The ministry said on Wednesday that Caputo will remain out of office for 60 days, days after he recorded a video on Facebook in which he accused public health professionals of forming a seditious “resistance unit” to harm Mr. Trump and aid his Democratic rival, Joe Biden. .
Public health officials, including Dr. Redfield, criticized Mr. Caputo’s video.
“There are scientists working in this government who don’t want America to improve, not until Joe Biden becomes president,” Mr. Caputo said in the video. But he also indicated that he was suffering from health problems, saying his “mental health definitely failed”.

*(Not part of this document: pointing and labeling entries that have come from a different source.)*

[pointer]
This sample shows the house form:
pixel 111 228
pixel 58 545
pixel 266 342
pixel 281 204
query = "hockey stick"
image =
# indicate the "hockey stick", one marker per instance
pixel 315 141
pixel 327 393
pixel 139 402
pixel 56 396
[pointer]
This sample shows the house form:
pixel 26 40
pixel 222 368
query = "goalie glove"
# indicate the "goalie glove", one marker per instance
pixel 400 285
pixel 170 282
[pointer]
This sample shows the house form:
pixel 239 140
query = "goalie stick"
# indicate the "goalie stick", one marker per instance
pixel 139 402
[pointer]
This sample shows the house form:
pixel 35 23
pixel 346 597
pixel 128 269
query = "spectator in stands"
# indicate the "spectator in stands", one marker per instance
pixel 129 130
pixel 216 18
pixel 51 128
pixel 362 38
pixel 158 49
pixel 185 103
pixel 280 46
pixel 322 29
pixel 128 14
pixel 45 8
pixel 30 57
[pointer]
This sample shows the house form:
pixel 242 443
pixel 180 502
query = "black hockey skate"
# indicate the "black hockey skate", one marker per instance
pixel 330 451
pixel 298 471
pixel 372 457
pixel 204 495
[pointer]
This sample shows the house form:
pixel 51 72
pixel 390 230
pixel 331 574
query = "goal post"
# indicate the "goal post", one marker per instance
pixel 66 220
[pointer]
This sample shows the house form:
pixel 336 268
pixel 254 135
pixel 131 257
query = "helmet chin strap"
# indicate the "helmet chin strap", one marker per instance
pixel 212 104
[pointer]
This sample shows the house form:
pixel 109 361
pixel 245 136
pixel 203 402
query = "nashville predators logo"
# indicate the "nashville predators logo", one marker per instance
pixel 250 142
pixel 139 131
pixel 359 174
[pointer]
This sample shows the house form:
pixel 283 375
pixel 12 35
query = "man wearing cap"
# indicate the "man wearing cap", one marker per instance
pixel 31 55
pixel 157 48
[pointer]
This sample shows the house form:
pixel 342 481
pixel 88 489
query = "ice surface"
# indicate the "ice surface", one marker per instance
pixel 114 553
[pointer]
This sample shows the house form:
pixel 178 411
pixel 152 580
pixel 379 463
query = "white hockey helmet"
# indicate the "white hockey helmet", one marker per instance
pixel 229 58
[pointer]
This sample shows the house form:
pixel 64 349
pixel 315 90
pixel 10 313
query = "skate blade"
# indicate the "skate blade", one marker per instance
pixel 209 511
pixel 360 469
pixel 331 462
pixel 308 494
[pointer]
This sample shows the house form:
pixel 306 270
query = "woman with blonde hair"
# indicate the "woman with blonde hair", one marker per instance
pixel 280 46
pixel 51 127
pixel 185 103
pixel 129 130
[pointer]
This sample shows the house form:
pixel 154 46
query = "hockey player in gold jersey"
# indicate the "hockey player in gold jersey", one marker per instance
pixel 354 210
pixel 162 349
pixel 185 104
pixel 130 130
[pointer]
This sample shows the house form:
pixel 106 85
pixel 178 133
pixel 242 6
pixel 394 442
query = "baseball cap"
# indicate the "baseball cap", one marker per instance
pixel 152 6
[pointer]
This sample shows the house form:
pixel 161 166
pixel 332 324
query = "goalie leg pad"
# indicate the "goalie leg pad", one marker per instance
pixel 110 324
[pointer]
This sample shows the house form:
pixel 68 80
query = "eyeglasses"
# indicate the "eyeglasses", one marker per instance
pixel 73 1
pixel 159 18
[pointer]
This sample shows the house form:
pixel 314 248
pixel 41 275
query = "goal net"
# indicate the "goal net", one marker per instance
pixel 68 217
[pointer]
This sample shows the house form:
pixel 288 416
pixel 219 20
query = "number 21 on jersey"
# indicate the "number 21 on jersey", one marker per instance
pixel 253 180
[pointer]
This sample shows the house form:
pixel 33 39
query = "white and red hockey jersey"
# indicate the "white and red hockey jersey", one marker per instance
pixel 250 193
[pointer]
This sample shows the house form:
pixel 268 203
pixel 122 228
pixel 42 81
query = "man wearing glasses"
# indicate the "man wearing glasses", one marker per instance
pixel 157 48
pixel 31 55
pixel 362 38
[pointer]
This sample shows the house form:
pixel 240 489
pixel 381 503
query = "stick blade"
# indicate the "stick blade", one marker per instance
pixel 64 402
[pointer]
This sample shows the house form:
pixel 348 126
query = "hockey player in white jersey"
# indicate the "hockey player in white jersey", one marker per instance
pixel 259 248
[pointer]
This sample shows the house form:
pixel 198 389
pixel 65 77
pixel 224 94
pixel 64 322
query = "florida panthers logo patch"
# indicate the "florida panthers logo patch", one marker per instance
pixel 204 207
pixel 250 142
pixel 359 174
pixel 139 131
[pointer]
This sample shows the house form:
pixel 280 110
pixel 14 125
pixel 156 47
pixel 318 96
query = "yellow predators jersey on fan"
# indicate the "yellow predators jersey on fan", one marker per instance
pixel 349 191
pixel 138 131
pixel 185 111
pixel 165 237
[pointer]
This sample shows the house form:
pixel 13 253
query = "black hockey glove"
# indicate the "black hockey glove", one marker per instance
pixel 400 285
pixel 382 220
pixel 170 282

On Wednesday, Mr. Caputo blamed a “lymph problem” for the stress he said he was suffering from, adding that he needed to take medical leave to “pursue the necessary checks”.
He reportedly apologized to staff for his comments.
Dr. Redfield told a Senate committee that he was “deeply saddened” by Caputo’s comments. Hours later, the Ministry of Health announced the temporary departure of Mr. Caputo, saying, “Michael Caputo decided to take leave to focus on his health and the well-being of his family.”
The ministry said Paul Alexander, a health professor appointed by Caputo to advise him on medical issues and who was accused of trying to interfere with CDC publications, would be leaving his post.